Esta práctica deben ejercerla todos los gobernantes, pues el partido que los lleve a poder pasar a segundo término. Así había sido toda la historia política mexicana. Los priistas, que gobernaron una tercera parte de siglo, lo hicieron para todos, lo mismo el PAN en sus dos sexenios con Vicente Fox Quesada y Felipe Calderón.
Sin embargo, habría que decirlo, el negrito en el arroz en la administración del presidente Andrés Manuel López Obrador fue que su gestión se enfocó para todos los mexicanos, con excepcional atención a su partido pues durante todo su gobierno no atendió ni recibió a las cúpulas del desaparecido PRD, del PRI o del PAN. Sólo tuvo referencias con Movimiento Ciudadano.
Esto no significa tampoco, que, en la práctica, a la hora de gobernar o entregar apoyos sociales, hiciera diferencias entre los partidos. Por ello el que la presidenta Sheinbaum haya renunciado temporalmente a su militancia es un buen augurio para el país y una sacudida mediática a las críticas que le han impuesto de estar bajo las órdenes de López Obrador.
Sobre los postulados del partido, están claras que son a semejanza de lo que quiere dejar como herencia el presidente de México, y en esta sintonía, habría que esperar qué rumbo toman los nuevos integrantes del Comité Ejecutivo Nacional del partido guinda pues una vez que ya no esté en la escena política, visible, el máximo fundador, las divisiones internas podrían empezar a desencadenar un decaimiento en la popularidad que ha ganado todo en los últimos seis años.
A partir de este primero de octubre, cuando Claudia Sheinbaum asuma el trono, se verá qué camino tomarán los afines al presidente para redirigir el control total de la escena política nacional. Por un lado, teniendo a una presidenta sin partido, pero aplicando las políticas públicas necesarias para levantar a este país estacionado en la violencia entre grupos de la delincuencia organizada y en ver cómo traza la ruta para sacar del bache económico a México por tanto programa social que entrega a los mexicanos, maniobra política-social que le ha servido para tener a sus pies la preferencia de un gran sector de los mexicanos.
De ahí que muchos militantes de peso de Morena ven que las rupturas estarían próximas si no hay unidad dentro del partido, para considerar a Andy López Beltrán, el hijo que dejó AMLO como secretario de Organización, como la referencia que llevará y traerá los mensajes a su señor padre. Está comprobado sociológicamente que una persona que está obsesiona con el poder lo tendrá tras bambalinas, así haya dejado de ser la figura principal, en apariencia.

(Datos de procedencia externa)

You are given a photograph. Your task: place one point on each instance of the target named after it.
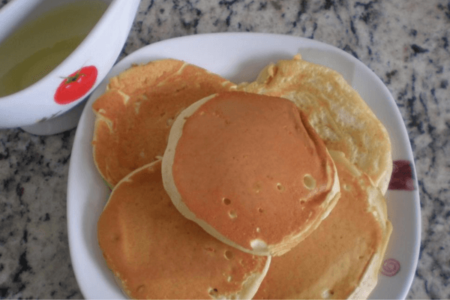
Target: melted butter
(40, 45)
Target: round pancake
(155, 252)
(335, 110)
(134, 116)
(250, 170)
(342, 257)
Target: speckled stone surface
(405, 42)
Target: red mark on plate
(76, 85)
(390, 267)
(402, 178)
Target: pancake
(134, 116)
(250, 170)
(342, 257)
(156, 253)
(335, 110)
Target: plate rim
(128, 60)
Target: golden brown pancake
(156, 253)
(335, 110)
(134, 116)
(250, 170)
(342, 257)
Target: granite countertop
(405, 42)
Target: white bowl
(97, 52)
(239, 57)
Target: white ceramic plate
(239, 57)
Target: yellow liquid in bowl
(39, 46)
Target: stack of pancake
(271, 189)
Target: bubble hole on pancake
(135, 114)
(336, 111)
(250, 171)
(154, 252)
(341, 259)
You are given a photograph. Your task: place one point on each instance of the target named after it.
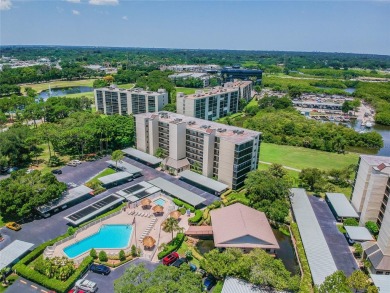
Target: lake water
(59, 92)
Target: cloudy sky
(330, 26)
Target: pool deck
(126, 217)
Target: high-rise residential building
(370, 198)
(210, 105)
(112, 100)
(216, 150)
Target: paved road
(337, 243)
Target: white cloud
(5, 4)
(104, 2)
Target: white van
(86, 285)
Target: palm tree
(117, 156)
(171, 225)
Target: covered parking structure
(316, 248)
(126, 167)
(340, 206)
(177, 191)
(138, 191)
(143, 157)
(115, 179)
(94, 209)
(13, 252)
(69, 198)
(203, 182)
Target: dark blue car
(100, 269)
(209, 282)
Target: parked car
(170, 258)
(177, 263)
(13, 226)
(100, 269)
(86, 285)
(209, 282)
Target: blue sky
(329, 26)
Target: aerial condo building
(370, 198)
(215, 150)
(112, 100)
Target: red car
(170, 258)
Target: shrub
(372, 227)
(196, 218)
(172, 246)
(103, 256)
(180, 203)
(122, 255)
(133, 251)
(93, 253)
(351, 222)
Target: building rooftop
(177, 191)
(224, 132)
(358, 233)
(316, 248)
(240, 226)
(13, 251)
(142, 156)
(341, 205)
(203, 180)
(69, 196)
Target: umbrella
(148, 241)
(146, 202)
(158, 209)
(175, 214)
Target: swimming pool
(159, 201)
(108, 237)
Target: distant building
(232, 73)
(217, 150)
(112, 100)
(370, 198)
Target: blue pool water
(109, 237)
(159, 201)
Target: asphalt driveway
(337, 243)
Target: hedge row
(53, 284)
(306, 285)
(172, 246)
(197, 217)
(180, 203)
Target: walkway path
(285, 167)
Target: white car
(86, 285)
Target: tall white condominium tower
(216, 150)
(112, 100)
(370, 198)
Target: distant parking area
(337, 243)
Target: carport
(340, 206)
(203, 182)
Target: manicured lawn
(58, 84)
(186, 90)
(105, 172)
(299, 158)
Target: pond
(59, 92)
(286, 253)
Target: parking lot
(337, 243)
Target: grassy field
(58, 84)
(186, 90)
(299, 158)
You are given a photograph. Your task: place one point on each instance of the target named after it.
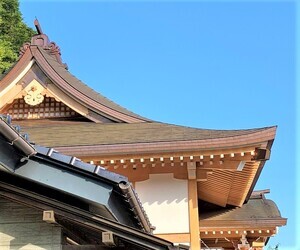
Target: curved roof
(83, 133)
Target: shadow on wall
(23, 228)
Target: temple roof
(255, 211)
(50, 133)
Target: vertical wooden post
(193, 208)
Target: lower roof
(256, 212)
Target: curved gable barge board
(15, 139)
(75, 93)
(16, 71)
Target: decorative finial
(38, 27)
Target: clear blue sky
(219, 65)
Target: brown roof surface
(255, 209)
(64, 133)
(83, 88)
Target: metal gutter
(135, 203)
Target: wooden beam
(175, 238)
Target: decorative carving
(42, 40)
(33, 96)
(54, 48)
(23, 49)
(34, 93)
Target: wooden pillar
(193, 207)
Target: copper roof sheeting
(83, 134)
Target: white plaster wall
(165, 200)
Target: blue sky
(218, 65)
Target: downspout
(136, 205)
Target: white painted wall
(165, 200)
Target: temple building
(196, 185)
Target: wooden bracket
(191, 168)
(48, 216)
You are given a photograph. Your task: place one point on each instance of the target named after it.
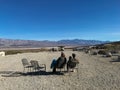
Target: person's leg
(67, 68)
(54, 69)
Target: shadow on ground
(18, 74)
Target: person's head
(73, 55)
(62, 54)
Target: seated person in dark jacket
(60, 63)
(72, 62)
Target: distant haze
(60, 19)
(10, 43)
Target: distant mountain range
(10, 43)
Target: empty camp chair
(61, 65)
(37, 66)
(26, 64)
(74, 67)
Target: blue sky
(60, 19)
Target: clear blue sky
(60, 19)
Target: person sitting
(72, 62)
(60, 62)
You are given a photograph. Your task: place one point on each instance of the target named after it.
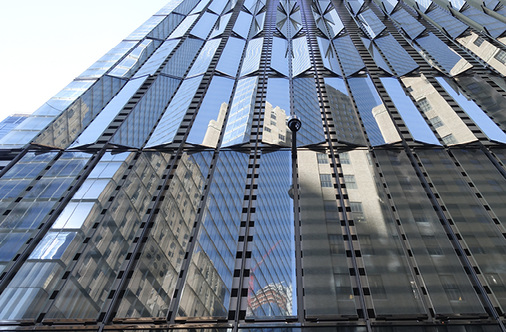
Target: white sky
(45, 44)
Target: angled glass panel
(208, 285)
(475, 113)
(272, 269)
(132, 61)
(447, 59)
(348, 127)
(348, 54)
(408, 23)
(333, 23)
(251, 61)
(277, 109)
(231, 56)
(410, 115)
(378, 124)
(392, 285)
(328, 56)
(155, 61)
(450, 24)
(396, 55)
(108, 60)
(204, 59)
(145, 28)
(300, 61)
(481, 236)
(220, 27)
(238, 127)
(371, 23)
(434, 253)
(102, 121)
(204, 25)
(491, 101)
(217, 6)
(182, 58)
(441, 116)
(307, 108)
(327, 281)
(152, 284)
(493, 26)
(134, 131)
(169, 123)
(279, 60)
(242, 24)
(183, 27)
(207, 126)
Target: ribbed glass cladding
(162, 189)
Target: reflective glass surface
(207, 126)
(169, 123)
(208, 285)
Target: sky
(45, 44)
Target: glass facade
(163, 190)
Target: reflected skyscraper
(162, 190)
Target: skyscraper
(162, 189)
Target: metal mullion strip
(55, 212)
(321, 90)
(447, 225)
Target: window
(350, 181)
(322, 158)
(449, 139)
(326, 180)
(424, 105)
(436, 122)
(501, 57)
(344, 157)
(478, 41)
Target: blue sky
(46, 43)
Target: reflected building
(161, 190)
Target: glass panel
(182, 58)
(204, 25)
(134, 131)
(251, 61)
(396, 55)
(348, 54)
(375, 117)
(238, 127)
(412, 118)
(408, 23)
(300, 61)
(279, 60)
(220, 27)
(271, 291)
(483, 238)
(209, 280)
(307, 108)
(204, 59)
(393, 288)
(207, 126)
(231, 56)
(277, 108)
(475, 113)
(152, 284)
(329, 58)
(167, 128)
(445, 58)
(442, 117)
(348, 127)
(242, 24)
(327, 281)
(102, 121)
(434, 253)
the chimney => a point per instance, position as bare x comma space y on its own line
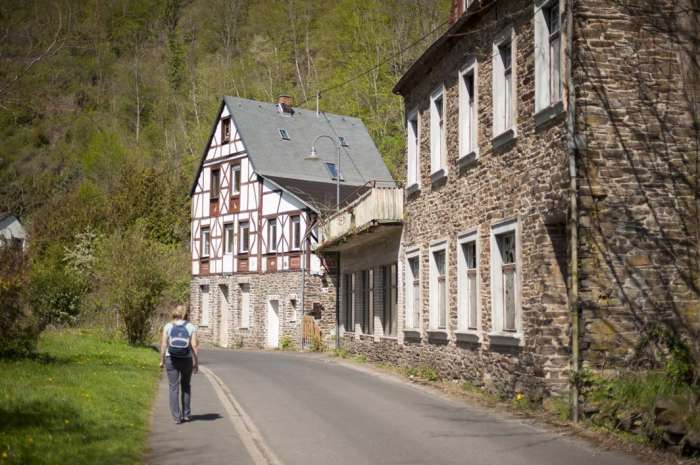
284, 105
456, 10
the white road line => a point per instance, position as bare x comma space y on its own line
248, 433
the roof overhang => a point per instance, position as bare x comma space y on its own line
371, 233
446, 40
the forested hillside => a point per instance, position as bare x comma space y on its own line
105, 107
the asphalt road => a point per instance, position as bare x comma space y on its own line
314, 411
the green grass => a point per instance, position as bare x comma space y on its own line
81, 400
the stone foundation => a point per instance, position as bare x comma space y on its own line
225, 330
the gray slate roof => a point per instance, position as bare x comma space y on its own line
259, 123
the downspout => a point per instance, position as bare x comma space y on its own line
573, 217
309, 227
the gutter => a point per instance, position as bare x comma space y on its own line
572, 144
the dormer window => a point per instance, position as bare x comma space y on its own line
333, 170
226, 130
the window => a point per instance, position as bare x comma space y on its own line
504, 275
333, 170
272, 234
467, 110
389, 278
547, 54
437, 131
236, 179
204, 305
245, 305
349, 294
244, 234
205, 245
228, 238
438, 289
215, 186
467, 318
226, 130
413, 293
296, 232
413, 176
503, 83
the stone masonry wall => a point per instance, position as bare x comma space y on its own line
283, 286
637, 106
526, 181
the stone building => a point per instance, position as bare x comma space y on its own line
501, 246
267, 172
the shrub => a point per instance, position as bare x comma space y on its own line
287, 343
135, 276
55, 292
18, 328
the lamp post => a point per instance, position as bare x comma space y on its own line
314, 156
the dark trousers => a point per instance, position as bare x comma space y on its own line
179, 375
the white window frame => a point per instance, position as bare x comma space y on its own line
497, 305
543, 59
437, 133
229, 243
410, 314
206, 241
463, 310
413, 148
507, 36
241, 249
468, 110
438, 246
270, 223
245, 305
294, 236
204, 305
236, 171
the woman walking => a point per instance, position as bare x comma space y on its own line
178, 353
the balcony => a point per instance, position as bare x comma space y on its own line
375, 215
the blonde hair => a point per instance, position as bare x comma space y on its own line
179, 312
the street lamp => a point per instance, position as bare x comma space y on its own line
314, 156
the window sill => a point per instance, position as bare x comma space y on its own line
549, 114
467, 160
412, 189
438, 176
467, 336
437, 334
505, 340
503, 139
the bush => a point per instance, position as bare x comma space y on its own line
55, 292
135, 276
18, 328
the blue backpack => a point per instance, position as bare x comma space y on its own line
179, 341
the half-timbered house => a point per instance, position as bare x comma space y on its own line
256, 198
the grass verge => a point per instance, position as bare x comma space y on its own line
81, 400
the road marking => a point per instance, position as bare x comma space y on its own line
251, 438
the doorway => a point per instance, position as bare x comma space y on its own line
224, 311
273, 324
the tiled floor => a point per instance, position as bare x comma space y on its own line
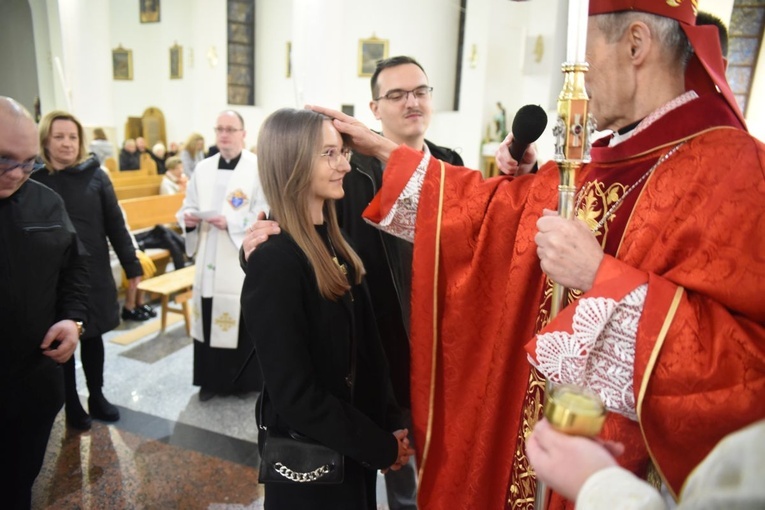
168, 450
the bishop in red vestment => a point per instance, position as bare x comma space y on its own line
670, 328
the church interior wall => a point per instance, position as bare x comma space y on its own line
511, 55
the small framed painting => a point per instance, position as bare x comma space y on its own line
370, 52
149, 11
176, 62
122, 64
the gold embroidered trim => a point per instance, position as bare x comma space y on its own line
431, 399
225, 322
646, 376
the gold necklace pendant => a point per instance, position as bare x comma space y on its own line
343, 268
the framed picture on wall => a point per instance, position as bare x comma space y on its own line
122, 63
370, 51
176, 62
149, 11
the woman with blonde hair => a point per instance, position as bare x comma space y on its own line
92, 205
193, 152
308, 311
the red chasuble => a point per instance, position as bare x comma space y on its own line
693, 232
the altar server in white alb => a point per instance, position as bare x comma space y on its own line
223, 198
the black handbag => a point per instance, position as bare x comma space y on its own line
293, 458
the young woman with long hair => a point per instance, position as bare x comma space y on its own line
307, 308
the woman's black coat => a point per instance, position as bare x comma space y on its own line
92, 206
303, 344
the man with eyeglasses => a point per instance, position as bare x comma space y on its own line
43, 304
401, 101
223, 197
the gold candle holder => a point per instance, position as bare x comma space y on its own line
575, 410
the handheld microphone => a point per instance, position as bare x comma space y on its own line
528, 125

En un escenario de cordialidad y trabajo conjunto, Morena debería seguir cosechando triunfos y dominar por completo el país, pero en este contexto, hoy la apuesta es doble, por la sencilla razón de que hay muchos mexicanos que han empezado a reflexionar sobre el giro que se le ha dado a su voto que emitió el pasado 2 de junio.
De los millones de mexicanos que acudieron a las urnas, la mayoría, si no es que una tercera parte, nunca supo que votó para que Morena y aliados tuvieran mayoría en el Congreso de la Unión para hacer y deshacer a su gusto, pisoteando las posturas de la oposición, porque así lo “mandató el pueblo”.
Si duda que la mano de López Obrador seguirá estando a través de su hijo, pues en la cartera que tiene, pensada especialmente para las causas justas, destaca la coordinación de elecciones internas, organizar eventos y reuniones partidarias; supervisar el cumplimiento de las directrices del partido en los diferentes niveles territoriales; y fomentar la participación de los militantes en las actividades del partido.
Veremos en que termina el exhorto que hizo la presidenta electa a los militantes de Morena de no caer en nepotismo, porque son “varias las generaciones que hemos convivido y seguido a un hombre que nos enseñó como los grandes en nuestra historia a no rendirnos”. La historia, siempre la historia, será el testigo mudo del futuro halagador, el estancamiento o el retroceso de este país en manos de la nueva generación de morenistas, encabezados por Luisa María Alcalde y el hijo de AMLO.